Having had my first Hello World somewhere back in 2007, for the longest time I have been that old dog that never learns new tricks. One of my regrets now is not adopting any existing PHP frameworks back in late 00s, and instead trying to roll my own. I eventually gave up though, and little by little I have embraced CakePHP by mid 10s.
Still, even with CakePHP, over the last year or so, I have been realising I’m stuck in that 2007 LAMP/LNMP mindset, where you have one website that does everything, without realising that the world had apparently moved on to microservices. I mean of course we send out e-mails using AWS SES, but that’s not really a microservice.
One encounter that has triggered the thoughts resulting in this post is A tale of a dying monolith, where the whole point is getting away from CakePHP. The architecture he ends up with almost fully depends on proprietary technology from 3rd companies, from Prismic to Buddy.works.

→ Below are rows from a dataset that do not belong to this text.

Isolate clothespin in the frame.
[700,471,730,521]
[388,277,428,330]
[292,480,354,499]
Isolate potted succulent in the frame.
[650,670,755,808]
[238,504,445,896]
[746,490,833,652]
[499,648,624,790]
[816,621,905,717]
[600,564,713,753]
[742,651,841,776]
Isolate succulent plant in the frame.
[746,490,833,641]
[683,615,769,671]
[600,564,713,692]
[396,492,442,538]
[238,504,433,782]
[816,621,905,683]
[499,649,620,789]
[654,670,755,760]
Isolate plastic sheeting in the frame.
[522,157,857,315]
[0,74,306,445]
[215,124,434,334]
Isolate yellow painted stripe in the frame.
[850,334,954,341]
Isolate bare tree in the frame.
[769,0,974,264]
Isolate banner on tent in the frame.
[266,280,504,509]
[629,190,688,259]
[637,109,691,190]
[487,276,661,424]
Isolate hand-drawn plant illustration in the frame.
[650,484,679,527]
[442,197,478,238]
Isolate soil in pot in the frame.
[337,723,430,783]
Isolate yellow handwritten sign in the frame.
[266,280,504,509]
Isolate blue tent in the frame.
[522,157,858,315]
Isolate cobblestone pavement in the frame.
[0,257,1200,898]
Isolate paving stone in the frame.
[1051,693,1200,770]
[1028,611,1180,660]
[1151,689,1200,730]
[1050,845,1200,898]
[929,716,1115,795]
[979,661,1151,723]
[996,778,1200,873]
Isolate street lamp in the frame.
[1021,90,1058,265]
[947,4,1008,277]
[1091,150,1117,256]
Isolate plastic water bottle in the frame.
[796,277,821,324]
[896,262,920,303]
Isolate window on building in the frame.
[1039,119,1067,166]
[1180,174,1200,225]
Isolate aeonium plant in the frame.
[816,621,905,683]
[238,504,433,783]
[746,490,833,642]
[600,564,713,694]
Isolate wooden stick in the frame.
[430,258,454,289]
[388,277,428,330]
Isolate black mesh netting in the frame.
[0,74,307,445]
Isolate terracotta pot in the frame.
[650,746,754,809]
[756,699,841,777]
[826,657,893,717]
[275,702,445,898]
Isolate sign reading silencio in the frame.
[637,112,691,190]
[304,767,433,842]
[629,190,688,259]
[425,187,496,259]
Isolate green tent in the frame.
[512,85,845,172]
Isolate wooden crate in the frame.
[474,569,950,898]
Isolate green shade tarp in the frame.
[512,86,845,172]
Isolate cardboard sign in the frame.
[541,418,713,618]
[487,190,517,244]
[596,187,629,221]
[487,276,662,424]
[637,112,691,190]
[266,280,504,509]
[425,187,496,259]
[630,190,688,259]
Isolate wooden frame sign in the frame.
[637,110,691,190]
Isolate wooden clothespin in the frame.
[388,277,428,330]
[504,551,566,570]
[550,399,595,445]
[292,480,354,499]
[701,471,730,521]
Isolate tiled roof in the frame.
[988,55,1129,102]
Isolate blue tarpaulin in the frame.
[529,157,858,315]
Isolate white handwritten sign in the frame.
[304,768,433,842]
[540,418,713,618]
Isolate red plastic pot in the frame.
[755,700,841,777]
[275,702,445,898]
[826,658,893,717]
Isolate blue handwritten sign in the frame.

Prismic brags about raising 20M to build some kind of slice-based website technology (it’s so many layers of abstraction by now, it seems to have its own learning curve). Good for them! But are they profitable, or will they burn through the money and shut down?
So here I am: on one hand, for the longest time I have been seeing the closed-source, proprietary tech be frown upon. On the other hand, for an MVP-driven development, I’m supposed to drag and drop my no-code AWS SQS module instead of setting up the (seemingly impressive)
I’m leaning towards owning your code and being able to install it on a bare Linux box. Maybe due to the same reasons why I didn’t “trust” a framework 10 years ago. But is it even reasonable now?
Are microservices the future or a buzz word? How does CakePHP fit into that future?